After doing a bit more research on what the doctor told me, I think I feel a bit better (admittedly, most of it was on Wikipedia). In the process of reading about temporal lobe epilepsy, I came across the term hippocampus. I remembered her saying that the hippocampus on my right side looked different than the hippocampus on my left side. So I clicked on that article to learn more. Among other things, it’s a part of the brain that’s involved in epilepsy, PTSD (which I have), and schizophrenia (which runs in our family). I remember my mom living in fear of my sister or I suffering some kind of trauma in our teens and going schizophrenic on her. There’s also strong correlation between depression and temporal lobe epilepsy, so that part of the brain probably has something to do with depression as well.
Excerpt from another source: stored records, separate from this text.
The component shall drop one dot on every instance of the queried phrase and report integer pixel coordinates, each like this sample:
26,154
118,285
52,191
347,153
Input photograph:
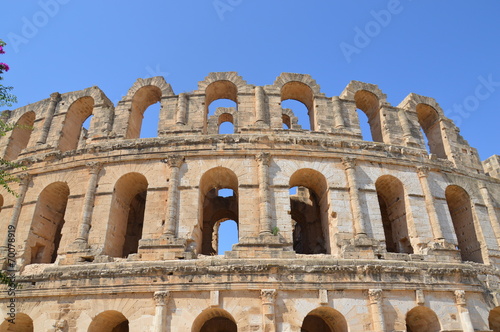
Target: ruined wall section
258,109
398,228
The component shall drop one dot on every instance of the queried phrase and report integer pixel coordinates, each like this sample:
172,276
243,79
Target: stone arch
369,103
324,319
429,121
289,119
303,93
354,86
142,99
306,79
494,319
126,216
309,212
48,220
393,210
23,323
422,319
77,113
20,136
214,320
215,209
223,114
223,118
459,205
109,321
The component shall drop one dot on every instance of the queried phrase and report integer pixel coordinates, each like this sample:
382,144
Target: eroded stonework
119,233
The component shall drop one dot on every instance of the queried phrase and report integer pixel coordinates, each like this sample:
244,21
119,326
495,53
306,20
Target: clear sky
448,50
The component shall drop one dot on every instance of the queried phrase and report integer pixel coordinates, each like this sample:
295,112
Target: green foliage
6,98
6,280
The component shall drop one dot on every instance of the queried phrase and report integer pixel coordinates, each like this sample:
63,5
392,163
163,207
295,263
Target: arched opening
48,221
300,110
428,118
219,205
220,94
84,135
324,319
109,321
226,233
494,319
126,217
23,323
391,199
214,320
286,121
299,97
226,124
422,319
20,137
370,105
309,212
364,126
77,113
143,98
459,205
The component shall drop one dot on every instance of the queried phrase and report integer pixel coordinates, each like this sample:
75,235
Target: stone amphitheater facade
112,232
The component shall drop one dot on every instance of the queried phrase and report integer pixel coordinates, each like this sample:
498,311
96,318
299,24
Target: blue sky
442,49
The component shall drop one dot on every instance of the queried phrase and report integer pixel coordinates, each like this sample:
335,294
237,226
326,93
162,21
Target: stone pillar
264,160
81,241
337,113
54,99
268,297
491,209
160,320
463,311
24,180
377,310
350,169
419,297
260,105
182,108
423,175
174,162
405,125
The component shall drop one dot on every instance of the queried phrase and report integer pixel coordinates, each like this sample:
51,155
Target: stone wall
114,232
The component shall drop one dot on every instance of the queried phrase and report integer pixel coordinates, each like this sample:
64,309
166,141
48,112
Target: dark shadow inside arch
324,319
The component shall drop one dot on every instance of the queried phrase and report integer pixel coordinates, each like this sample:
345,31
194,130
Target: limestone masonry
119,233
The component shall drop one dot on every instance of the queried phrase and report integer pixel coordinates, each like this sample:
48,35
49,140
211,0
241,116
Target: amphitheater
111,232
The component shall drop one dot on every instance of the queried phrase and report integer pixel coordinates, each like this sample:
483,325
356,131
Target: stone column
419,297
182,108
54,99
268,297
350,169
377,310
491,209
423,175
264,160
463,311
405,125
260,105
81,241
174,162
160,320
24,180
337,113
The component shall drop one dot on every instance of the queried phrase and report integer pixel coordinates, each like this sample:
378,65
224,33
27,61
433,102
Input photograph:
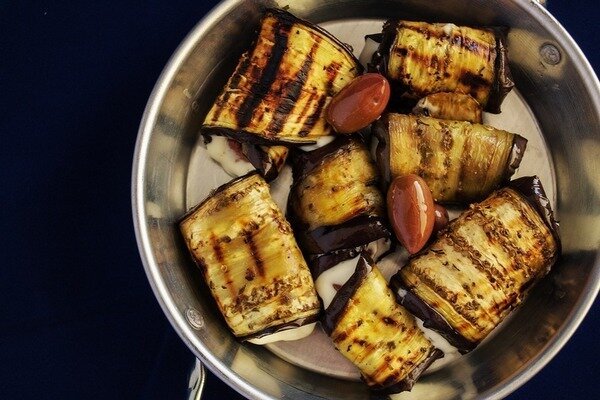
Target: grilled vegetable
268,160
250,259
459,161
282,85
426,58
376,334
238,159
447,105
335,202
480,268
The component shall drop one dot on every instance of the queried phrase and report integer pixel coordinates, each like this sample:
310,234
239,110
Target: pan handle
196,381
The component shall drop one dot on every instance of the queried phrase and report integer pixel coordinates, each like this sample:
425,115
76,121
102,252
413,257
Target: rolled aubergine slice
281,87
335,202
424,58
238,159
448,105
250,260
377,334
460,162
478,270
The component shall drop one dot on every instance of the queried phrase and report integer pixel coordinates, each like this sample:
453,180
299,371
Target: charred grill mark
216,246
499,234
463,247
294,88
259,89
310,121
254,251
463,173
474,81
460,40
450,297
233,84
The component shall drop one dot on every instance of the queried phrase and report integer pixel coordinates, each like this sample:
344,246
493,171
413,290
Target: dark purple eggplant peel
335,202
420,58
481,267
282,85
375,333
250,260
461,162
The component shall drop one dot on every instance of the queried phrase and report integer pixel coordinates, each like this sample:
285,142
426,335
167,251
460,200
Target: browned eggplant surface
428,58
480,268
268,160
250,259
376,334
335,201
282,86
448,105
460,162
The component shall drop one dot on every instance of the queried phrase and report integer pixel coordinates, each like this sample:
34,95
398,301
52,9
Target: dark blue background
78,318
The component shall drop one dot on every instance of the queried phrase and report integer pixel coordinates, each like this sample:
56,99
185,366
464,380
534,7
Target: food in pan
296,89
424,58
411,211
479,269
460,162
250,260
281,87
448,105
359,103
238,159
335,202
376,334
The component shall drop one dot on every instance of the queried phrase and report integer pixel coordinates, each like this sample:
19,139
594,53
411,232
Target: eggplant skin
268,160
281,87
376,334
449,105
335,201
250,260
482,266
343,186
427,58
460,162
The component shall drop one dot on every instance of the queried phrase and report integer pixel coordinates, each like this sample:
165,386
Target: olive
411,211
359,103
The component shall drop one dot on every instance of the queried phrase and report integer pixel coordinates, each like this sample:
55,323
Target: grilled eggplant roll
238,159
461,162
480,268
426,58
250,259
376,334
281,87
335,202
448,105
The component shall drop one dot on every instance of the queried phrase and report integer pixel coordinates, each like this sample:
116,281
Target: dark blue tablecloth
78,318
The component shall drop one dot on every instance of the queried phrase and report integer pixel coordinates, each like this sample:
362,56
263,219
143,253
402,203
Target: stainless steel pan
557,106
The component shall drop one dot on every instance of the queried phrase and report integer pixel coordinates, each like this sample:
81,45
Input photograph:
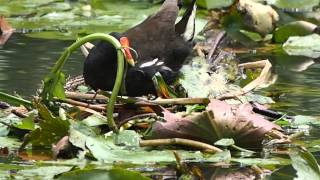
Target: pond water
296,90
26,58
24,61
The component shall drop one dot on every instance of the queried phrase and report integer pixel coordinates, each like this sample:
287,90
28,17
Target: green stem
14,100
104,37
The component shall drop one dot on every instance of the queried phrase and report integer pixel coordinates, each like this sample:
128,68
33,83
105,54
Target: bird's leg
93,98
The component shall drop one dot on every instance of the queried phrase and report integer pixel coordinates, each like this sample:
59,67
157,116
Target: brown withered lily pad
220,120
5,30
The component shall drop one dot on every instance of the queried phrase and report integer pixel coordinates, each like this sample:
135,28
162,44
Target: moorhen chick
161,44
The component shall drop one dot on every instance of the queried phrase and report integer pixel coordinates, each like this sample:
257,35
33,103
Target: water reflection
298,83
25,61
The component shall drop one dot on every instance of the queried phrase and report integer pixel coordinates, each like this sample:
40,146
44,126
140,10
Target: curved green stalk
104,37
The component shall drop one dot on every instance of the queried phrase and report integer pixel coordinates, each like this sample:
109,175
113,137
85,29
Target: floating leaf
221,120
305,164
97,174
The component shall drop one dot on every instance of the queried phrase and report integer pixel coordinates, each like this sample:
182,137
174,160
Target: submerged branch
179,141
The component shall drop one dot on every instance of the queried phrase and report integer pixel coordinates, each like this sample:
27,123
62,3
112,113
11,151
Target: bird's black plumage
158,38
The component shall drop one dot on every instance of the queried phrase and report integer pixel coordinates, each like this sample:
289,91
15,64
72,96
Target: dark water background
24,61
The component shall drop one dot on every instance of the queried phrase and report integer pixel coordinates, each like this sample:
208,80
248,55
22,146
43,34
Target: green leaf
98,174
51,129
308,46
212,4
127,138
262,161
54,86
224,142
47,172
305,120
305,164
95,120
7,122
14,100
104,149
297,28
26,123
305,5
9,142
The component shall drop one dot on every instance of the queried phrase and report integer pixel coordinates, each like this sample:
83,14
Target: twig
180,141
216,43
19,114
76,95
181,101
86,105
295,135
139,116
266,65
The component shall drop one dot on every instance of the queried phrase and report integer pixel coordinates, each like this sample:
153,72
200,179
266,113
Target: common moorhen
161,44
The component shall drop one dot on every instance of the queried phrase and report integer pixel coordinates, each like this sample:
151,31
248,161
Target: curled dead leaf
220,120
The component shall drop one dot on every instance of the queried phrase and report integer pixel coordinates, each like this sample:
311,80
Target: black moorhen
161,44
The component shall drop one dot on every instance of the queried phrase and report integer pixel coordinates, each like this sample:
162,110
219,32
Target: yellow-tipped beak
130,61
124,41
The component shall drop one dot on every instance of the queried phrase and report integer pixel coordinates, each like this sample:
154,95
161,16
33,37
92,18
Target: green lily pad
97,174
305,5
305,164
308,46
In thinking about the fact there’s a difference between the 2 sides in my brain in addition to the PTSD and the fact that schizophrenia runs in our family, it made sense. Also given I started having the seizures around the time I developed the PTSD, but didn’t know it yet, it fits pretty darn perfectly. Science once again comes through for me.
I’m still feeling a bit down, but I made myself get out of bed, get dressed, and come into work. I refuse to let this keep me down. I’m going to contortion class after work and I’m going to soak in the good energy from the silks gym. As I’ve said before, my brain likes to go all worst case scenario on me like I’ve suddenly developed a brain tumor in the past 3 weeks or I’m going to have a stroke. Though, if I keep stressing myself out like this, a stroke isn’t outside the realm of possibilities. 😛 I keep having to remind myself this is a process and an exercise in patience. There is no quick fix. But it can be fixed. I’m the kind of person who wants something and I want it 5 minutes ago, but that’s not how this process works. It’s not going to happen on my timeline. But even small progress is still progress. Now it has a name. Now we’re trying out treatments. Now I can explain what happens when I zone out. And I’ve even had a laugh or two about it.
One bad day doesn’t set me back to the beginning. Just like when I first started treatment for the PTSD, the bad days began to space out more. I could go longer and longer between days where it took all I had in me just to get out of bed. I know it’s my wonky brain chemistry, not a character defect like the negative voice in my head likes to tell me. In about a week, I’ll get to talk to an actual professional about getting some chemical assistance to even me out and lighten the load a bit. I’ll figure out what all of this really means for my daily life. It’s just going to be an exercise in patience first. That’s a skill that will serve me for the rest of my life no matter what my situation.
I feel better for having put all that out there. It’s really hard to admit how scared I am. It’s hard to be honest. But I definitely feel lighter after putting all that out there. Courage isn’t just rescuing someone from a burning building or entering combat. Sometimes courage is tending to the less pretty parts of who we are.